Poetic fragments from non-fiction Namibian travel book grow into their own collection

Peter Midgley hopes that collection can link common colonial contexts and challenge perceptions

Peter Midgley could be said to be a hybrid writer – he works in multiple genres, publishing non-fiction, children’s lit, plays, and poetry.

“I do not consciously set out to write a children’s story, or a poem,” says the Edmonton-based author. “I write. Sometimes, the form emerges from within the words. Sometimes, it appears in multiple forms.”

For instance, his third collection of poetry, let us not think of them as barbarians, which draws upon a history of violence in Namibia and explores African worldviews in sensual and evocative poems, also exists as a stage play called barbarians, which was runner-up in the Toronto Fringe Festival’s new play contest in 2017.

Born and raised in small communities in Namibia and South Africa, Midgley’s writing process doesn’t just involve movement between genres – it also means movement between languages and cultures.

let us not think of them as barbarians started in 2011, while Midgley was working on Counting Teeth, a non-fiction account of travelling through Namibia with his daughter.

“There were fragments, almost exclusively in Afrikaans, that were clearly poetry – images, line breaks, et cetera – that did not fit with the prose narrative I was working on,” he says. “I put the fragments aside while I worked on Counting Teeth and Unquiet Bones, but kept adding new bits and pieces that clearly belonged in this collection.”

Midgley finds the interplay between languages to be enormously generative.

“Most of the poems were initially written in Afrikaans and then reworked during translation,” Midgley notes. “Although the Afrikaans remains unpublished, this is an Afrikaans collection in its conception and development. After a first draft, I translated the works, exploring the opportunities English gave me. The poems changed; those changes were then taken back to the Afrikaans.”

Peter Midgley
Peter Midgley

Midgley emigrated to Canada 20 years ago to do a PhD in African literature at the University of Alberta, but he is still connected to his home communities, which makes for a unique perspective.

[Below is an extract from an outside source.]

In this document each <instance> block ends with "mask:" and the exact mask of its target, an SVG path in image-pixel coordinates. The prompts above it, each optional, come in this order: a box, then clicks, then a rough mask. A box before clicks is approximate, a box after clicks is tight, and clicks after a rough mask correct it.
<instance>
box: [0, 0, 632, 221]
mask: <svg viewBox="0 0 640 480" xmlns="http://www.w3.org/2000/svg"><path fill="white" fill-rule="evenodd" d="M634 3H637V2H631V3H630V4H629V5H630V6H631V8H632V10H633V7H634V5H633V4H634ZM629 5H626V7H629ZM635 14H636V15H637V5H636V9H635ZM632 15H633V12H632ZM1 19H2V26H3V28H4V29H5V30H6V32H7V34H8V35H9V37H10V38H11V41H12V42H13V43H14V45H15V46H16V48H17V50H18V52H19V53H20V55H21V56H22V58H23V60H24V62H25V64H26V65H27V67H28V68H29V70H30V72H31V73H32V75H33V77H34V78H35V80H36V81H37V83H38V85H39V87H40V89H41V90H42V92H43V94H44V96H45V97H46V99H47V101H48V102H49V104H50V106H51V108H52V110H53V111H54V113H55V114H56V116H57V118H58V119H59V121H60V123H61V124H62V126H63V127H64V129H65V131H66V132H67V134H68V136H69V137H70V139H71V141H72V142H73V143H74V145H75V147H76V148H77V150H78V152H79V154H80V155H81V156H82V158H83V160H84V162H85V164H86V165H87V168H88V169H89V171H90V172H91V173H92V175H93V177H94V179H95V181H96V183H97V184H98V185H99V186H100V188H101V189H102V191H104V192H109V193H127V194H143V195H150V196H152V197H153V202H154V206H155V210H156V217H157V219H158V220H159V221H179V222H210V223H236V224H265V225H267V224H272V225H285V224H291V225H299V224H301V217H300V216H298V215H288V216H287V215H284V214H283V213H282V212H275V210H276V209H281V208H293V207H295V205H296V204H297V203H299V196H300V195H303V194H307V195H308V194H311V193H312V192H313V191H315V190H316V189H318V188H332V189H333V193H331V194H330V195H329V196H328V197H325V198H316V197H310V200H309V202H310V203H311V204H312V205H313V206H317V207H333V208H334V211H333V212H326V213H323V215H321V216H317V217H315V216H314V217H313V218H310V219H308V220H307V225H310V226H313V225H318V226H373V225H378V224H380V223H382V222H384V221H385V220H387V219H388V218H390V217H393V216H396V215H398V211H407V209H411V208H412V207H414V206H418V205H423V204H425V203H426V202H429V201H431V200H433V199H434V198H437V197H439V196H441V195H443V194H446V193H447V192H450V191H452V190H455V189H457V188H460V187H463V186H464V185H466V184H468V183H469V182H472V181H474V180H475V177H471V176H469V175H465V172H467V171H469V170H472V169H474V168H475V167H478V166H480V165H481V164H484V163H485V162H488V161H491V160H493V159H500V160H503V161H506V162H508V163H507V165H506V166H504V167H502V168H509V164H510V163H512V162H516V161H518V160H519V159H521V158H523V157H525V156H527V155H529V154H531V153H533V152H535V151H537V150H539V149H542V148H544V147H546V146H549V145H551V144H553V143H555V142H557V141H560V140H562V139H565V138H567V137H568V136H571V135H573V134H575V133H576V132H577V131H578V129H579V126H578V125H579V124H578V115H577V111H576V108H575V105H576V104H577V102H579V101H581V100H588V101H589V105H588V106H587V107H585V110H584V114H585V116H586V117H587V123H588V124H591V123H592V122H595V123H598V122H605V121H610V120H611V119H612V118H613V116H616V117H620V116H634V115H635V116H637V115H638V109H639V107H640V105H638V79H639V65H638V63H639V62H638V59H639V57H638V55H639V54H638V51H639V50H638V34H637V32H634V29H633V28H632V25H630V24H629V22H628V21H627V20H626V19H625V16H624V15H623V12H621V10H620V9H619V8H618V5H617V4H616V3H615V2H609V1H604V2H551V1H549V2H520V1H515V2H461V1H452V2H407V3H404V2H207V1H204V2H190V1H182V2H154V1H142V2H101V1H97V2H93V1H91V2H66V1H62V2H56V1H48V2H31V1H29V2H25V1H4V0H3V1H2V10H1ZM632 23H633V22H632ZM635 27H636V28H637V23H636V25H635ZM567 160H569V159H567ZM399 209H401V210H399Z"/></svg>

“Although this is a book about the colonial experience in Namibia, my experience of living in multiple places and in different contexts has reinforced my belief that the colonial experience has many commonalities throughout the world,” says Midgley.

“It doesn’t take a huge stretch of the imagination to go from genocide in Namibia to genocide in Canada. We are all implicated (and imbricated) – through familial lines, through privilege, through conscious choices – and writing is one way of exploring our part in it. North American readers should not think that this is not about them, too.”

And Midgley is all about conscious choices.

“A number of readers remarked of my previous Namibia book, Counting Teeth, that there were too many unpronounceable names,” Midgley says. “Such criticism just makes me more determined to use language to shake such people out of complacency. I’d wager that the majority of the world’s population has to work in polyglot frameworks. It is arrogance to assume we’re monolingual here in Canada, or that our culture is a more or less homogenous assemblage of Euro-American values.

“If this collection can start to challenge such perceptions, I’m satisfied that it is doing its job.”